Flip (Hive Bee)
08-02-02 17:48
No 340222
      some general info on organic peracid stability  Bookmark   

Instytut Chemii i Technologii Organicznej, Politechnika Śląska, ul. Krzywoustego 4, 44-100 Gliwice


Organic peroxides are an interesting group of organic compounds. The O-O bonds in their structure warrant their properties determining the range of their application. The chemistry of peroxy substances is a branch of knowledge which is continuously developing. In the course of recent years much progress has been achieved both in the field of synthesizing new peroxides systems and in applaying them, particularly concerning their biological transformations.

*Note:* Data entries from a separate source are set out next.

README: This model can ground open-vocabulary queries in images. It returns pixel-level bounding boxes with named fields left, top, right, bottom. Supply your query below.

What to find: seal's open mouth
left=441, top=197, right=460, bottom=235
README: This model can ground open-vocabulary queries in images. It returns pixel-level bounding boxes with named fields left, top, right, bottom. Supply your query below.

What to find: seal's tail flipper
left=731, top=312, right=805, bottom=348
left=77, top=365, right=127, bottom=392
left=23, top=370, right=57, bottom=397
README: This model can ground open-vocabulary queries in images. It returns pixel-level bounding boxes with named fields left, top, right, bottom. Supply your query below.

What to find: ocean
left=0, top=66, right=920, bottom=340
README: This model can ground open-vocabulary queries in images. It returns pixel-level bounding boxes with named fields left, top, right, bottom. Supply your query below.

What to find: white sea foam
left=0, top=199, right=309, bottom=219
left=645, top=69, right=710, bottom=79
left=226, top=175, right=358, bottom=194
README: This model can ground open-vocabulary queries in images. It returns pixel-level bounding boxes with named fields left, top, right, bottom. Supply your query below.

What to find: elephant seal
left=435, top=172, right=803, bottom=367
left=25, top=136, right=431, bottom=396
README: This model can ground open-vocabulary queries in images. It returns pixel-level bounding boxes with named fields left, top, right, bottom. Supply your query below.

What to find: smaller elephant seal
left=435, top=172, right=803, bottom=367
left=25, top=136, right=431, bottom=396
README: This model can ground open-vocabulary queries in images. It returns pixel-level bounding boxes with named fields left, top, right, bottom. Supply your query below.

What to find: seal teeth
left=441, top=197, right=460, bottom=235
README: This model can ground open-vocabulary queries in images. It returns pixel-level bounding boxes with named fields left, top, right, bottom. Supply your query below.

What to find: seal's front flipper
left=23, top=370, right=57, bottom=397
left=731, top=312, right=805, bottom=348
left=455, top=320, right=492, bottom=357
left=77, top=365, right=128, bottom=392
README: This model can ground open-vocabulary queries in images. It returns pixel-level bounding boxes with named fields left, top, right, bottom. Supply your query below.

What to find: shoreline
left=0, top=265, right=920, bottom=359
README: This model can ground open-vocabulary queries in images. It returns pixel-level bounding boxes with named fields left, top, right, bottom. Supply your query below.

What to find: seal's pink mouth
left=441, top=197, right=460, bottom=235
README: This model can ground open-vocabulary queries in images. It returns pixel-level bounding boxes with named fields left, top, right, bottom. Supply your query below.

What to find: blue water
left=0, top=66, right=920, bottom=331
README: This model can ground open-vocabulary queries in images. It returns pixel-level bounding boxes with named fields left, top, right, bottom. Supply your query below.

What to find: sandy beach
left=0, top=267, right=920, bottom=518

A peroxide bond displays a low dissociation energy (20-50 kcal/mol) and that is why they are rather unstable. The reactions of peroxy substances may be divided into homolytic (radical) and heterolytic (ionic) ones. The most popular reaction of the monomolecular homolytic decomposition of the peroxide bond into radicals, occuring under the influence of temperature or radiation, is typical for all classes of peroxy substances and has found practical application. Theretically possible is also a molecular heterolytic decomposition of the peroxide bond into ions. Such a decomposition cannot compete, however, with the homolitic one and is required only in few specific cases. The O-O bond can also undergo transfomations in result of reactions with other substances. Also these reactions may be divided into two fundamental types. Some peroxy substances, e.g. hydroperoxides and peroxy acids, are electron donors and may occur in the reactions as nucleophiles. On the other hand, peroxy substances display the properties of "soft electrophiles" reacting with nucleophilic reagents. The result of such a reaction is a heterolytic decomposition of the peroxide bond. This ambivalent feature of peroxy substances becomes most visible in the natural process of peroxy acids in a basic medium, in which the RCO3- ion plays the role of a nucleophile attacking the non ionized particle (the electrophile).

In recent years it has been more and more often stipulated that the reactions of peroxides with nucleophiles run in compliance with the mechanism of the electron transfer (SET) from the nucleophile particle to the oxygen atom of the peroxy bond, in the result of which radicals and radical ions are formed in the course of this reaction. It ought to be stressed that it is extremely difficult to determine the mechanisms of many reactions of peroxy substances explicitly, because these types of reactions (SN2, SET) may take place simultaneously and in most cases lead to the formation of some products.

                   Wiadomości Chemiczne, 2000, 54, 1023.

Just making note of this information, which may be of general use to someone at some point in time; the dissociation energy of peroxide bonds, and a bit of detail as to how they function.  Found this rather interesting so I figured i'd throw this out.